Closed Leo63963 closed 3 years ago
This only happens in the beginning of a video, where there are no enough previous frames to be used for propagation. For example, when you are at the second frame and you want to aggregate three frames, you have to repeat the first frame. self.inference_prehm is a cache. Once it is full of the clip_len frames, it will no longer do the repeat.
Thanks for the reply. Yes, I am totally aware of that. For the start of a video, it is the case. However, by debugging, the features in the self.inference_prehm are the same, which means _self.inference_prehm[0] == self.inferenceprehm[1] holds for not only the first few sequences, but all the time, with unknown reason. Could you re-check that? Thanks
If len(self.inference_prehm) == (self.opt.clip_len - 1), it shouldn't get into the loop and should only append the hm once.
Thanks for the reply. Just one follow-up please. On the loss functions below: https://github.com/JialianW/TraDeS/blob/3eafd249ca0f18af8000d5798d4c552a0bd627ec/src/lib/model/losses.py#L115 I could not get why (1-target) here. I am working with your code recently, really admire that. Thanks.
This mainly allows the pixels near around the target to less attend the softmax computation, so as to less penalize them. The reason to do this is that it is too harsh for the network to categorize two adjacent pixles into two groups. The pixels near around the target in the previous frame could also be a part of the target. So we may not want to regard them as other objects or background. I haven't tested the code without this. This implementation is intutitive. Not sure if it will be worse without it.
Actually I still cannot get that.
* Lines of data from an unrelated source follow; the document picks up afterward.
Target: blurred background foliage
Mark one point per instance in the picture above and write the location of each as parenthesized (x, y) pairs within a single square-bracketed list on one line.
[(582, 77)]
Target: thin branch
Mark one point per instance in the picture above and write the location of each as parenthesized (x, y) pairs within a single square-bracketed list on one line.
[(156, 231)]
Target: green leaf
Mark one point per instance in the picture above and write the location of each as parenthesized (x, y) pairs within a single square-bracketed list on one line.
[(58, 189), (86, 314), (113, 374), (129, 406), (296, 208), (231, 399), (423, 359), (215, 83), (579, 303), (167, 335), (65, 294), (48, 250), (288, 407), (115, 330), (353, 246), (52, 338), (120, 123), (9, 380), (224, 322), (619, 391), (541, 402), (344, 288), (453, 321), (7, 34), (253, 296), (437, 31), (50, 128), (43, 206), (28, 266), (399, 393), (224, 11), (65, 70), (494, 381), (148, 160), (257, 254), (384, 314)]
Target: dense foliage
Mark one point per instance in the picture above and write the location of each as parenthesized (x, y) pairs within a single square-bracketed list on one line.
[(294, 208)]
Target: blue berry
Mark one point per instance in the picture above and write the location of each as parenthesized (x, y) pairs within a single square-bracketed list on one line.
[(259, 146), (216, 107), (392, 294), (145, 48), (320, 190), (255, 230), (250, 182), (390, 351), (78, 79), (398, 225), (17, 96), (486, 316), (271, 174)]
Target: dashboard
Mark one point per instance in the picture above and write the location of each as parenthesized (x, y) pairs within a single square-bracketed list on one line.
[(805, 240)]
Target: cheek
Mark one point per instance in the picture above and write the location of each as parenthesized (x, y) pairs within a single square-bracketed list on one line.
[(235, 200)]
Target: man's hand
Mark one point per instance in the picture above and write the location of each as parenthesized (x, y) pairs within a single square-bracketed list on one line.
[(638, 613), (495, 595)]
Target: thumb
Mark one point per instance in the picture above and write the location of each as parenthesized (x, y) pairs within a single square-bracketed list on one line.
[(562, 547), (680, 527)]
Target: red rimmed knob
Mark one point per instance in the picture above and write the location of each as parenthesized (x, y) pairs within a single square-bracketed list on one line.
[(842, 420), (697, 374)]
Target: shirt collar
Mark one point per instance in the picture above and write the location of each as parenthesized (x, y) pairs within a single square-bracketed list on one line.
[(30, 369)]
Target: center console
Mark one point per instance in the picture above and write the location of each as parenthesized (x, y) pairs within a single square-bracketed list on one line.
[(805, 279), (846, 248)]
But thanks anyway, the work is really great.
Hi
Just one question about the features used here. It seems that, for the _inferenceprehm here, which stores the previous heatmaps that would be used for feature aggregation in the proposed MFW. The code used as follows:
https://github.com/JialianW/TraDeS/blob/3eafd249ca0f18af8000d5798d4c552a0bd627ec/src/lib/detector.py#L351
https://github.com/JialianW/TraDeS/blob/3eafd249ca0f18af8000d5798d4c552a0bd627ec/src/lib/detector.py#L354
And it looks like that the same heatmaps from the previous frame (t-1) are used twice. And by debug, it has been proved.
I personally think that, in TraDeS pipeline, you would like to use the features and corresponding heatmaps from (t-1) and (t-2), instead of repeated (t-1), for the aggregations of features. However, it looks that it is not.
Just kindly ask, are there some hidden tricks here? Many thanks.